HOLOPIS.COM, JAKARTA – Deputi Hukum TPN Ganjar-Mahfud, Todung Mulya Lubis menyatakan bahwa apa pun motif dari peretas data KPU tidak bisa dibenarkan.

“Apapun motifnya tidak bisa dibenarkan dan tidak bisa diterima,” kata Todung dalam keterangannya, Sabtu (2/12) seperti dikutip Holopis.com.

Kasus peretasan ini menurut Todung murni kesalahan KPU sebagai pemilik data yang dihack oleh peretas bernama Jimbo. Sebab, seharusnya KPU sebagai pengelola data pemilih seharusnya bisa melakukan antisipatif terhadap keamanan siber yang dimiliki.

“KPU yang punya sejarah panjang dalam negara ini harusnya lebih bisa menjaga data-data itu.
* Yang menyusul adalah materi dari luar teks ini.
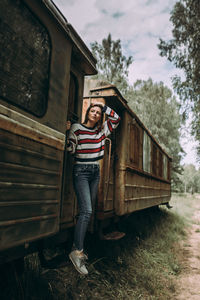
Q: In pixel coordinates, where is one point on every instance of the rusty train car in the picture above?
(135, 171)
(41, 87)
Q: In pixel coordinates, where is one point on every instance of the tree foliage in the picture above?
(112, 65)
(183, 51)
(190, 179)
(159, 111)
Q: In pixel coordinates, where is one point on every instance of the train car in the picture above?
(135, 171)
(43, 62)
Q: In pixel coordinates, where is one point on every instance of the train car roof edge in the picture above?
(125, 104)
(73, 35)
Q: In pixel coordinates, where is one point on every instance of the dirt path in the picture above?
(189, 282)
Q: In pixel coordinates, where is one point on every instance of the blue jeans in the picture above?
(86, 180)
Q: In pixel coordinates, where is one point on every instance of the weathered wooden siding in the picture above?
(142, 192)
(30, 182)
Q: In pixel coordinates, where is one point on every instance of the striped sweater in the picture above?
(87, 144)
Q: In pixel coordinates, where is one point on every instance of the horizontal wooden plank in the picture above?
(27, 174)
(28, 194)
(147, 197)
(19, 124)
(21, 233)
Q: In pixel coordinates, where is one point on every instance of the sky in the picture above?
(138, 24)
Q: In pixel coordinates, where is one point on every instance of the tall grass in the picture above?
(142, 265)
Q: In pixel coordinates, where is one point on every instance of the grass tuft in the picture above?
(142, 265)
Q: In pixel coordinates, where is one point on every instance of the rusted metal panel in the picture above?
(30, 185)
(139, 179)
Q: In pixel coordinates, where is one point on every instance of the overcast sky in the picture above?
(138, 24)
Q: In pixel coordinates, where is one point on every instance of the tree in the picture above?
(159, 111)
(191, 179)
(112, 65)
(183, 51)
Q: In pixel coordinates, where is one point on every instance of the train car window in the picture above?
(73, 99)
(146, 153)
(154, 159)
(25, 50)
(165, 167)
(160, 169)
(168, 170)
(134, 144)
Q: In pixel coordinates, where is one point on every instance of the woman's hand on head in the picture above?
(68, 125)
Jangan sampai suara itu diretas apalagi dijual dengan motif-motif profit yang diberitakan media,” ujarnya.

Sebelumnya, sebuah situs jual beli data ilegal memuat informasi penjualan data para pemilih untuk Pemilu 2024. Data tersebut diklaim peretas berasal dari server KPU.

Tak tanggung-tanggung, Jimbo mengklaim memiliki sebanyak 252.327.304 baris data penduduk dengan kueri NIK (nomor induk kependudukan), alamat, tempat tanggal lahir, hingga data TPS yang bersangkutan.
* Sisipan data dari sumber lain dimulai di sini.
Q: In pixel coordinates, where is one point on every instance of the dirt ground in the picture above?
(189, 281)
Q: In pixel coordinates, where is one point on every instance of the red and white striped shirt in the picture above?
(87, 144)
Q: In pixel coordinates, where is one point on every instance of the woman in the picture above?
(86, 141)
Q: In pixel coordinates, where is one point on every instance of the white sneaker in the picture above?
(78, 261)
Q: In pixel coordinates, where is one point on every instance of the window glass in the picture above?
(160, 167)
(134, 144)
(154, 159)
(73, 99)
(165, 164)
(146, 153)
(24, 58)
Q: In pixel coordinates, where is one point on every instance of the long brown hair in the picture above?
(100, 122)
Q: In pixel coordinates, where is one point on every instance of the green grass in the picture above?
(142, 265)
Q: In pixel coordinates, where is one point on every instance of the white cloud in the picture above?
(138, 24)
Di dalam situs tersebut, Jimbo menjual data yang ia curi sebesar 2 BTC atau setara dengan Rp 1.204.100.000.

Kabar kebocoran data KPU ini pun ramai diperbincangkan banyak kalangan hingga sampai ke telinga KPU. Melalui press releasenya, KPU menyatakan bahwa kebocoran data yang diperbincangkan banyak kalangan memang benar-benar terjadi.

“Berdasarkan hasil pengecekan bersama, saat ini beberapa analisis sedang dijalankan seperti analisis log akses, analisis manajemen pengguna, dan analisis log lainnya yang diambil dari aplikasi maupun server yang digunakan untuk mengidentifikasi pelaku, jika benar melakukan peretasan terhadap Sistem Informasi Data Pemilih,” tulis siaran pers KPU, Kamis (30/11).

Untuk respons awal pasca pencurian data itu, KPU pun kemudian melakukan pengecekan terhadap sistem informasi yang disampaikan oleh Threat Actor, selanjutnya dilakukan penon-aktifan sementara layanan yang dimiliki KPU.

“Yaitu Sistem Informasi Data Pemilih (Sidalih) dan menonaktifkan akun-akun pengguna Sidalih sebagai upaya penanganan peretasan tersebut lebih lanjut,” imbuhnya.

Lantas, KPU juga menyerahkan penanganan kasus pencurian data siber ini ke Bareskrim Polri bersama dengan Badan Siber dan Sandi Negara (BSSN).

“KPU senantiasa berkoordinasi dengan BSSN, Bareskrim, Pihak Pengembang, dan instansi terkait lainnya untuk mendapatkan data-data dan bukti-bukti digital terkait informasi data breach tersebut,” jelasnya.